MRI Bills $4,200 at the Hospital and $400 at the Imaging Center — What CPT Codes, Chargemasters, and Balance Billing Actually Mean for What You Owe
MRI Bills $4,200 at the Hospital and $400 at the Imaging Center — What CPT Codes, Chargemasters, and Balance Billing Actually Mean for What You Owe
Your doctor orders a lumbar spine MRI. You schedule it at the hospital attached to your doctor's office because it's convenient. Three weeks later, a bill arrives: $4,200. There's a five-digit code on it — 72148 — that nobody explained to you. Your insurance "allowed" $1,090. You owe $872 after your 20% coinsurance.
Your coworker got the same scan ordered by the same doctor, but she went to a freestanding imaging center across town. Same CPT code: 72148. She paid $400 flat — cash, no insurance, no bill, no negotiation.
Same code. Same scan. $3,800 difference in what the facility charged.
This isn't a billing error. It's the system operating exactly as designed — and right now, with 12 healthcare provider bankruptcies filed in Q1 2026 (up 33% from Q1 2025, according to Healthcare Dive's report citing Gibbins Advisors) and a new DOJ strike force specifically targeting West Coast billing fraud, the stakes for not understanding your medical bill are higher than ever.
Here is exactly how it works.
What Is a CPT Code — And Why It Doesn't Tell You What You'll Pay
CPT stands for Current Procedural Terminology. These are five-digit codes developed by the American Medical Association that describe every billable medical service in the United States. CPT 72148 is a lumbar spine MRI without contrast. CPT 70553 is a brain MRI with contrast. CPT 99213 is a standard outpatient office visit.
The CPT code tells your insurer what was done. It says nothing about what a facility will charge.
Privenox's analysis of the CMS fee schedule dataset — covering 5,700 procedure codes — shows that the 2026 Medicare reimbursement rate for CPT 72148 is $233.12. That is what CMS has determined this procedure costs to perform.
Now look at what actually gets billed across facility types:
| Facility Type | CPT 72148 Chargemaster Price | Insurance "Allowed" Amount | You Owe (20% coinsurance, deductible met) |
|---|---|---|---|
| Major hospital system | $3,800–$5,200 | $900–$1,200 | $180–$240 |
| Hospital outpatient department | $2,100–$3,400 | $750–$1,000 | $150–$200 |
| Independent imaging center | $400–$850 | $350–$500 | $70–$100 |
| Cash pay / imaging center | $350–$500 | N/A (cash) | $350–$500 flat |
The chargemaster price — the $3,800 to $5,200 the hospital officially "charges" — is a sticker price almost no one pays in full. What you actually pay depends on your plan's negotiated rate (the "allowed amount"), your deductible status, your coinsurance percentage, and whether the radiologist reading the scan is billed separately. That last point trips up almost everyone.

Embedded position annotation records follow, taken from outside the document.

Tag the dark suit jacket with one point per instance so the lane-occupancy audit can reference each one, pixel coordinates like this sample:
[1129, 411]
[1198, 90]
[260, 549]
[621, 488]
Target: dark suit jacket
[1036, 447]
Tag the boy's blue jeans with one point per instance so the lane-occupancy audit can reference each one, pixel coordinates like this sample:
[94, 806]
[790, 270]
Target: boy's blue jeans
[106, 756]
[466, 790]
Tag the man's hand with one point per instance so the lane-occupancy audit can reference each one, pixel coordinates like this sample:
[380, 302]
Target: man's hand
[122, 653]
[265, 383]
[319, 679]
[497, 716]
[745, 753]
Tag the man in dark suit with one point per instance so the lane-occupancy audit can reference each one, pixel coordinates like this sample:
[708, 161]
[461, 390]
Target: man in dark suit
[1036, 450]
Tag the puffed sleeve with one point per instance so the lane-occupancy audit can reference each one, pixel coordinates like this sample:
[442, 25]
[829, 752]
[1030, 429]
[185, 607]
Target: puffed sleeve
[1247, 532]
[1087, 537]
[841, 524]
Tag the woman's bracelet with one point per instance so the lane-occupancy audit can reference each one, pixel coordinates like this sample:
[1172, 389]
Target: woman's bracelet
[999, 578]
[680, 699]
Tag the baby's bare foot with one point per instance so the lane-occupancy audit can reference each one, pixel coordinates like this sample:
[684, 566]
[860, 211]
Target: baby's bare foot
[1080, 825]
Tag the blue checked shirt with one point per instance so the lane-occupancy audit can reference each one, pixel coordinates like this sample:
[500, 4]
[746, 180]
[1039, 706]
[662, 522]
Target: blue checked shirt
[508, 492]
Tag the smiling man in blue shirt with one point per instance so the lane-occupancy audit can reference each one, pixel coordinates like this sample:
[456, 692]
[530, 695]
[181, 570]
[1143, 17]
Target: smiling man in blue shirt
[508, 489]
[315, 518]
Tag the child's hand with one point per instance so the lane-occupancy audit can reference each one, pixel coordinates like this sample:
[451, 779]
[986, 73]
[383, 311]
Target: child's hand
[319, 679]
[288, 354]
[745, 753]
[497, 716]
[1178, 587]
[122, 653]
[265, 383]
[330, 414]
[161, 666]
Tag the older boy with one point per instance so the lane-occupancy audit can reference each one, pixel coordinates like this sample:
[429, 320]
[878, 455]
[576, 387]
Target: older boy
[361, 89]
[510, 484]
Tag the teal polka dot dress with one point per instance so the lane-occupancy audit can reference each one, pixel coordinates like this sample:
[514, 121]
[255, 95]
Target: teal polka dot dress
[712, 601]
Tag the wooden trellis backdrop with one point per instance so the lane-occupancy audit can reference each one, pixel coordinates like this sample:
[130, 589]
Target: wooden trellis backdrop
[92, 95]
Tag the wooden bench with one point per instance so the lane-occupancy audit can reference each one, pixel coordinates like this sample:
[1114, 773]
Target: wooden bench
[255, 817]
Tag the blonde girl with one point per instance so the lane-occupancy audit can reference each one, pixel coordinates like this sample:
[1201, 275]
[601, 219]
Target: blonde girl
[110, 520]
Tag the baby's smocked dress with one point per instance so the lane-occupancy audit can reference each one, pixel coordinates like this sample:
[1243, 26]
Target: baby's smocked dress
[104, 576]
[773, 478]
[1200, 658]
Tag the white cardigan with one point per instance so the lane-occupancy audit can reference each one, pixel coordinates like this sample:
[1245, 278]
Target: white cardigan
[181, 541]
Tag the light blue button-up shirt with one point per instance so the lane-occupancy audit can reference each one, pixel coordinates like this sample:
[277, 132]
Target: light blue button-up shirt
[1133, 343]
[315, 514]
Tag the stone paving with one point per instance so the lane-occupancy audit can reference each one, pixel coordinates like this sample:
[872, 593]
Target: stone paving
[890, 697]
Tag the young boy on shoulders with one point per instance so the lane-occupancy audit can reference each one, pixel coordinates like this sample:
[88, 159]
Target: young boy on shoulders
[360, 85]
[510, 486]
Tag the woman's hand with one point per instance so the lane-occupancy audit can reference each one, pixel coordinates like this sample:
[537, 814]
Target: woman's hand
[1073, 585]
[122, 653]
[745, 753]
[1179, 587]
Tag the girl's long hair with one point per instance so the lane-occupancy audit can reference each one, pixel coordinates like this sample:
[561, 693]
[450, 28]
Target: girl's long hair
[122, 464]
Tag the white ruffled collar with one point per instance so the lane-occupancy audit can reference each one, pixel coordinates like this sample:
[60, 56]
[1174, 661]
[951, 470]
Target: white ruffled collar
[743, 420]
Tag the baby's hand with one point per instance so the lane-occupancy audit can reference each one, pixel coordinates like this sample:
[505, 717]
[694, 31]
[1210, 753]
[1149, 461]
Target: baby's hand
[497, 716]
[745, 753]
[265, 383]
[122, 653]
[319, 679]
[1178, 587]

This is the kind of comparison Privenox runs for you — so you don't have to download and parse three different hospital chargemaster spreadsheets yourself.
The Chargemaster: A Price List Built for Insurers, Not Patients
The chargemaster is a hospital's internal master price list — every item and service the hospital can bill, from a $30 Tylenol to a $42,000 joint replacement. It was never designed for patients. It was designed as the opening bid in negotiations with insurance companies.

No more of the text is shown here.